Have you ever had a day when it seems like all you do is eat and eat and eat some more? You eat everything – a bagel for breakfast, a donut for a midmorning snack, and at lunch with friends or coworkers and before you know it the breadbasket is empty. You might follow it up by some coffee and a snack in the afternoon. Maybe it’s a workday and you amble down to the hall to the vending machine or the snack room only to find that it’s someone’s birthday so there’s that delicious birthday cake sitting in the middle of the table. A little nibble of some cheese around six. Uh oh. Dinner plans that night – how can you eat even more?
There Always Seems To Be Room
You get to the restaurant. It’s gotten a great review and you’re with good company, too. How can you not go for it? The food is supposed to be phenomenal. You’re not hungry, but you eat and eat. Appetizer, bread, salad, entrée. Stuffed and double stuffed. Then it’s time for dessert and it sounds so appealing. The chocolate lava cake or the key lime pie is what this restaurant is known for. You really feel like you can’t stuff in another morsel, but guess what – you order one of the spectacular choices and eat it – every last fork full including the crumbs.

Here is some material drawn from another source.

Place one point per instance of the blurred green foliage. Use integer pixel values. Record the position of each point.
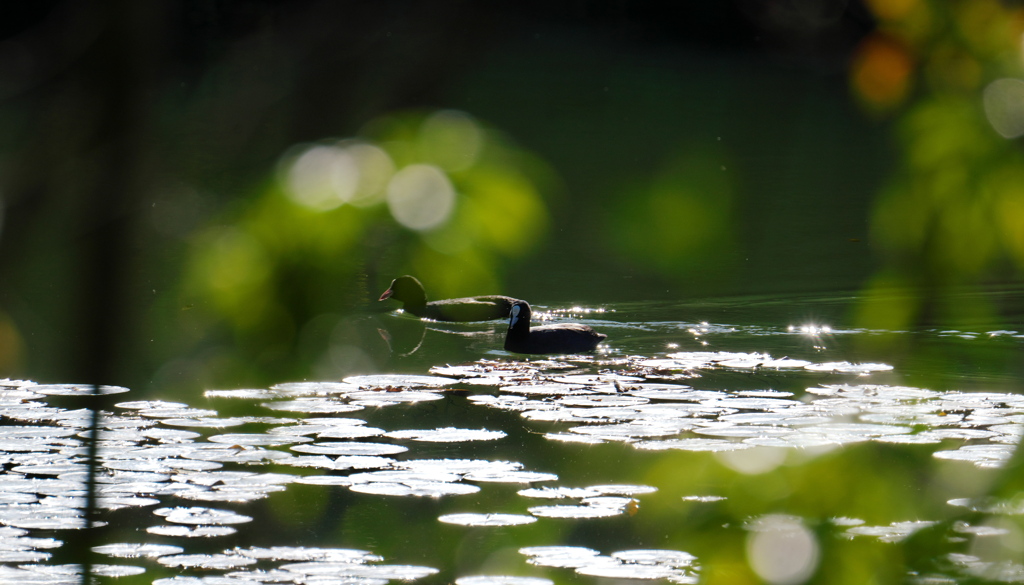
(951, 213)
(437, 195)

Why Do You Continue To Eat?
The signal to stop eating is usually not because your stomach is full (except in some extreme cases). According to Brian Wansink, PhD, author of the book, Mindless Eating, a combination of things like how much you taste, chew, swallow, how much you think about the food you are eating, and how long you’ve been eating all come into play.

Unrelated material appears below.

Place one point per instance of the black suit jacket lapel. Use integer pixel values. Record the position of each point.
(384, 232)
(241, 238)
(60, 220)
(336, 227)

Incredibly, the faster most people eat, the more they eat. Eating quickly doesn’t give your brain the chance to get the message that you’re not hungry any more. Research shows that it takes up to 20 minutes for your body and brain to both get the message — the satiation signal — and realize that you’re full. Think how much more you can eat in that time span of 20 minutes – a burger, fries, pie, pizza, ice cream – even though your stomach is really full but your brain may not yet have gotten the message.
Twenty Minutes Or Less
Research has shown that Americans start and finish their meals — and clear the table — in less than 20 minutes. A study published in the journal Appetite found that people eating lunch by themselves in a fast food restaurant finish in 11 minutes. It takes 13 minutes to finish in a workplace cafeteria and 28 minutes at a moderately priced restaurant. Eating with three other people takes about twice as long – which can still end up being a really short chunk of time.

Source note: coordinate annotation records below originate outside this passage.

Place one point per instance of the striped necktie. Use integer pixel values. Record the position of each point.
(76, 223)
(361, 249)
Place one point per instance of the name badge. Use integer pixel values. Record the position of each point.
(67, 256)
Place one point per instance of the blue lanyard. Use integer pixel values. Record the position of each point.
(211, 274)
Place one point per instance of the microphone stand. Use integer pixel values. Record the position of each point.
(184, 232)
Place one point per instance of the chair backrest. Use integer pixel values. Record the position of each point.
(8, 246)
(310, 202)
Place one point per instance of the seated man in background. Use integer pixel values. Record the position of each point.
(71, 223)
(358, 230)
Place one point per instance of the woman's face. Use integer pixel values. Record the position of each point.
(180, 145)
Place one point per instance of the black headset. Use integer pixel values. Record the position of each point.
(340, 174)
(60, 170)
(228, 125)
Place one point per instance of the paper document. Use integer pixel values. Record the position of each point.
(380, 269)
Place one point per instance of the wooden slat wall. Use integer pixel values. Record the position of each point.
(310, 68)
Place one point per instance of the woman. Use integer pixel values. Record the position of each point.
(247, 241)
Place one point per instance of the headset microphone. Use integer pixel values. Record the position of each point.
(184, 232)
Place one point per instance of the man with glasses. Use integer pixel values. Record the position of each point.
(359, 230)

- Slow down when you eat. Give your brain a chance to catch up. How many times have you devoured what you’ve made or bought for lunch in almost no time flat — and then, almost immediately, decided that you’re still hungry? Twenty minutes to half an hour after you’ve ended up eating a whole bunch more — even though your stomach is probably full — your belly feels like it’s going to explode and you can’t, in good conscience — unbutton any more buttons on your pants. You realize that you should have stopped before the seconds.
- Eat more slowly, chew more thoroughly, pace your whole eating pattern to a slower beat. Give your brain a chance to synch its signals with the messages generated by putting food in your stomach.
- Try getting up from the table and doing something else – and promise yourself if you’re still hungry in 20 minutes you can have more. If you’re in a restaurant, it’s the perfect time to excuse yourself and go to the rest room or claim that you have to make a call.
In most cases, after the 20 or so minutes, your belly and brain are both happy and in synch and you won’t want more to eat. What you save: excess calories and an uncomfortably expanding stomach.